Our observer, messager Takehya Nzanzu, a 24-year-old IT engineer, had to leave his home in the Majengo neighborhood of Goma on the night of the eruption.

I started to see people fleeing around 6pm. I formed a group of about ten people with my neighbors and we left for Saké around 10 pm [23km to the west of Goma].

We stopped half way through and slept outside. It was a scene of total panic, people carried their belongings and left with their children. And suddenly it started to rain, which made the whole situation even more difficult.

#RDC #Goma #EruptionVolcanique #Nyiragongo

Les familles passent nuit à la belle étoile. Homme, wife and children dormitory near the arteries of the Goma by the bonne information.

– Dido Kayembe (@DidoKayembe) May 23, 2021 This Tweet reads: “Families spend the night outside. Men, women and children sleep on the ground on Goma roads with no useful information. They are awaiting evacuation through the Goma Volcanic Observatory.”

Early Sunday morning I returned home to find that my neighborhood was spared destruction, but completely deserted. Just two miles away, several houses were inundated with lava.

The still-smoking lava from Mount Nyiragongo, near Goma, May 23, 2021.

. © Messager Takehya Nzanzu

We soon realized that a long battle was just beginning: power pylons had been dragged along by the lava, so there is almost no electricity, drinking water is hard to find, the main road has been destroyed and many people have lost their homes.
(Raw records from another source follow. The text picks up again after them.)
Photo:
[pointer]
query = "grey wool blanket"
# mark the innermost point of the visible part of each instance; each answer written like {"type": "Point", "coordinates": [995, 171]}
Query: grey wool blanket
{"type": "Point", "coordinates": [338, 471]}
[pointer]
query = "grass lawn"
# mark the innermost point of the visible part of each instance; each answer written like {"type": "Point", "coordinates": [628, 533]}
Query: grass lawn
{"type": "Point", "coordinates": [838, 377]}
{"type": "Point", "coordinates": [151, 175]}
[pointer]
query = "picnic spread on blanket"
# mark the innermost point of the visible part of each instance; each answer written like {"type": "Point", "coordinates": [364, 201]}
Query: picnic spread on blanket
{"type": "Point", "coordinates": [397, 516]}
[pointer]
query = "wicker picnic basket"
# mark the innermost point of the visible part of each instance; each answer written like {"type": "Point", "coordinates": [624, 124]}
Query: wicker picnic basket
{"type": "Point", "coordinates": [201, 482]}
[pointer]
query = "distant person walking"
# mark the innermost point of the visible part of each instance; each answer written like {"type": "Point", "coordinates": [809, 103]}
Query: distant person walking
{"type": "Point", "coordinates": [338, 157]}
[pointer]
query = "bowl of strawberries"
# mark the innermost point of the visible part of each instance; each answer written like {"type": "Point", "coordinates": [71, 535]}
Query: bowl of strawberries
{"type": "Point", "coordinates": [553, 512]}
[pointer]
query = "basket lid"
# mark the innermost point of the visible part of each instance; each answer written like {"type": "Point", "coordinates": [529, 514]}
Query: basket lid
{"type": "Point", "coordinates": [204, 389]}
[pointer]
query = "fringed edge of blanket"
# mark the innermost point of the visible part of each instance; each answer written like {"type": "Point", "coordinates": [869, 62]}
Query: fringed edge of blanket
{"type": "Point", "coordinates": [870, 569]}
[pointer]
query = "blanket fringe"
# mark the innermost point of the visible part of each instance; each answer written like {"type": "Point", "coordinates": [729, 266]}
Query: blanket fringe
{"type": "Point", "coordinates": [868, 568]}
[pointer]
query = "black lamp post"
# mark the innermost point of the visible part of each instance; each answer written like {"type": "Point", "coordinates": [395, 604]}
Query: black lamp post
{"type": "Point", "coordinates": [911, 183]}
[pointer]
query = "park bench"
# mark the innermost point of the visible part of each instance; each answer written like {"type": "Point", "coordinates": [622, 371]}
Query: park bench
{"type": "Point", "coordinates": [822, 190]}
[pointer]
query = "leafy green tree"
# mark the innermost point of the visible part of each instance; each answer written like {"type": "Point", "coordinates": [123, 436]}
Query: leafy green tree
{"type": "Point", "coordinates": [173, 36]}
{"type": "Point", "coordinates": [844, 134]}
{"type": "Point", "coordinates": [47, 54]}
For example, there is no electricity at my house. Fortunately, a neighbor has a solar panel and I was able to charge my phone at his home. On the street you meet a lot of people with their stuff. Fortunately, I have noticed that there has been a real wave of solidarity, and most of the people affected by this have found people to keep up in Goma.
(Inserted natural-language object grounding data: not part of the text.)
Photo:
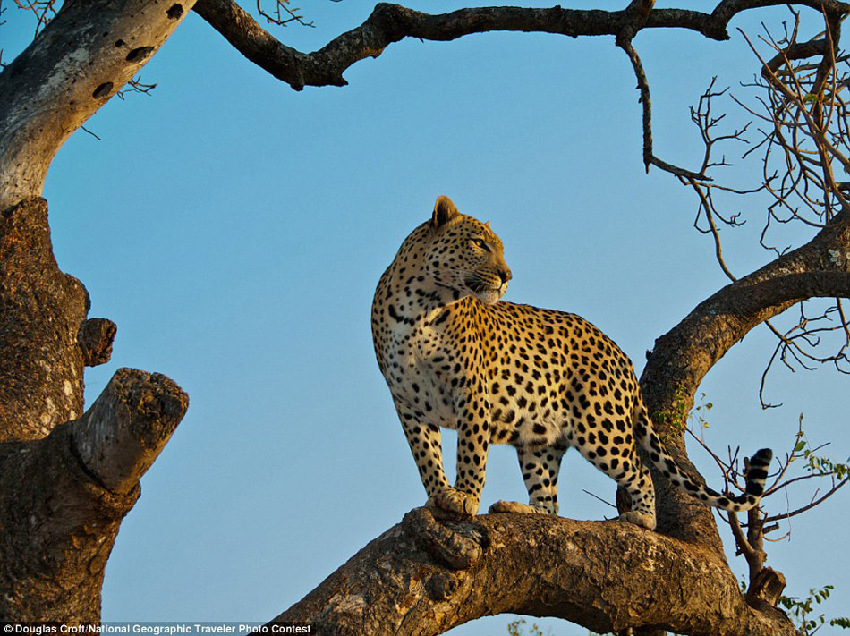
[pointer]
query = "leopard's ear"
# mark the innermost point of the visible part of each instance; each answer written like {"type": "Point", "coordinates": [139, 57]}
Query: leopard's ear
{"type": "Point", "coordinates": [444, 211]}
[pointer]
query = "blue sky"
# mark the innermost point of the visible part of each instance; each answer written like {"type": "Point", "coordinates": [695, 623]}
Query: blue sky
{"type": "Point", "coordinates": [235, 230]}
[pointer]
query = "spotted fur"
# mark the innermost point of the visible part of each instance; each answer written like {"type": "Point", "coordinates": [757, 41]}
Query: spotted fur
{"type": "Point", "coordinates": [454, 356]}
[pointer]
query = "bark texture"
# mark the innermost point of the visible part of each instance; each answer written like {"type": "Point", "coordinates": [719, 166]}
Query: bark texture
{"type": "Point", "coordinates": [74, 66]}
{"type": "Point", "coordinates": [66, 480]}
{"type": "Point", "coordinates": [41, 310]}
{"type": "Point", "coordinates": [424, 576]}
{"type": "Point", "coordinates": [62, 498]}
{"type": "Point", "coordinates": [391, 23]}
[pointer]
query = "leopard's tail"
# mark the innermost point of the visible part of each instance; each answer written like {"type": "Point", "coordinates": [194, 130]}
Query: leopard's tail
{"type": "Point", "coordinates": [755, 475]}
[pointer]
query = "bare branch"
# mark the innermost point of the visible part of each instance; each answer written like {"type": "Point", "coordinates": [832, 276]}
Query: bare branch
{"type": "Point", "coordinates": [410, 572]}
Seismic shocks have been constant since the eruption. I am okay, my house is made of wood so it will not collapse [Editor’s note: wooden buildings absorb seismic tremors better because wood is a more flexible material than concrete]. But people who live in houses made of durable materials such as concrete, especially in the city center, live in constant fear that their home will crumble around them. Some people prefer to sleep outside without shelter.

Consequences of the eruption of Mount Nyiragongo in Goma, May 25, 2021.

. © Messager Takehya Nzanzu

With most of Goma under new evacuation orders, it is unclear when the city’s residents will return. But according to messager Takehya Nzanzu, residents of Goma will report to the authorities once they can safely return to their homes.

When this period of panic is over, I think there will be anger towards the Goma Volcanic Observatory, which failed in its mission and put the population at risk. People are already talking about it and asking questions.